Earlier this year, the firm’s client suffered a data security incident, including ransomware. The plaintiffs, represented by a prominent firm specializing in data breach class action litigation – thereafter brought suit on behalf of a putative class of approximately 58,000 individuals. The complaint alleged causes of action sounding in negligence, negligence per se, breach of contract, breach of fiduciary duty, intrusion upon seclusion/invasion of privacy, and breach of contract, arising from the data security incident and the defendants’ alleged failure to implement adequate and reasonable cyber security procedures and protocols necessary to protect the plaintiffs’ personal information.

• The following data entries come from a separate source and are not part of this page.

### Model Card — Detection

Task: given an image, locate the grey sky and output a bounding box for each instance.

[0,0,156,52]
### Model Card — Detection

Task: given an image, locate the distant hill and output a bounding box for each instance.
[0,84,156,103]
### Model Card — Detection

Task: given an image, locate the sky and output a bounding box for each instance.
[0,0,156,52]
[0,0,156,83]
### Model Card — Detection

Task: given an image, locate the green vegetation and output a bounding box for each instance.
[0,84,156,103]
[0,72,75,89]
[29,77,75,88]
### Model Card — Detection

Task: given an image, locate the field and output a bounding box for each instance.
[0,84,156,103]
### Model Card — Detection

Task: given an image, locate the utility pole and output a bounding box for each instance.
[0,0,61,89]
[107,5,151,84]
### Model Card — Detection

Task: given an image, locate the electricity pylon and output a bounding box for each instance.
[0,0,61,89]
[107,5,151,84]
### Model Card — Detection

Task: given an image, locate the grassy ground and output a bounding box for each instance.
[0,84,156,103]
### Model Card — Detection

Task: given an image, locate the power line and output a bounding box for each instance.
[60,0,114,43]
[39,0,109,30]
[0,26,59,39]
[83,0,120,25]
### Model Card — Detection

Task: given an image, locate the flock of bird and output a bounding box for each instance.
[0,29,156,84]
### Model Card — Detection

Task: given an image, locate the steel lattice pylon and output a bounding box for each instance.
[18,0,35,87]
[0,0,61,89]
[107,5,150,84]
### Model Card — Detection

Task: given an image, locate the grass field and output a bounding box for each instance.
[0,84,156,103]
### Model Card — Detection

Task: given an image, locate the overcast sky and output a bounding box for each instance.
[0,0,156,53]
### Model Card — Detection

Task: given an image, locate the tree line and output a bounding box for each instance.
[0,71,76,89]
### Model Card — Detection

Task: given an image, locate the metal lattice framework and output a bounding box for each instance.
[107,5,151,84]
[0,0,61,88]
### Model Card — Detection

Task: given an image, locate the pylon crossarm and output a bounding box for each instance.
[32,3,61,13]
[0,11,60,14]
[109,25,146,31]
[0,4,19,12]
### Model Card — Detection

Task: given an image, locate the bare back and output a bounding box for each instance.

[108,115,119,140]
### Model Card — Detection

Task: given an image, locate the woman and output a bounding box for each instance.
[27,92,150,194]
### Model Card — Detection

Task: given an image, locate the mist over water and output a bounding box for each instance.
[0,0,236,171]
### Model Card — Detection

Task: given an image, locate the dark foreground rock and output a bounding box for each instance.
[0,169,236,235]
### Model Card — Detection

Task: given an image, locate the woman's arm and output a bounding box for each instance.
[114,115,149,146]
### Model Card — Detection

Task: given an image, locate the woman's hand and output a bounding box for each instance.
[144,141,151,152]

The Gordon & Rees team moved to dismiss the claim, arguing that the plaintiffs lacked standing to bring suit because they did not allege that they suffered any injury-in-fact. Specifically, the team argued that the plaintiffs’ fear of future identity theft and financial harm, out-of-pocket costs for mitigative measures, and loss of value of personal information were not sufficient injuries-in-fact which did not allow the complaint to proceed. The plaintiffs, in lieu of filing opposition to the motion, filed a notice of voluntary dismissal discontinuing the action against the firm’s client.
The issue of standing in data breach litigation is hotly contested, and certainly one at the forefront of the plaintiffs’ bar in the wake of the increasing cyber attacks as a result of COVID-19.
The Gordon & Rees Cyber, Privacy & Data Security team looks forward to continuing to achieve favorable results on behalf of its clients.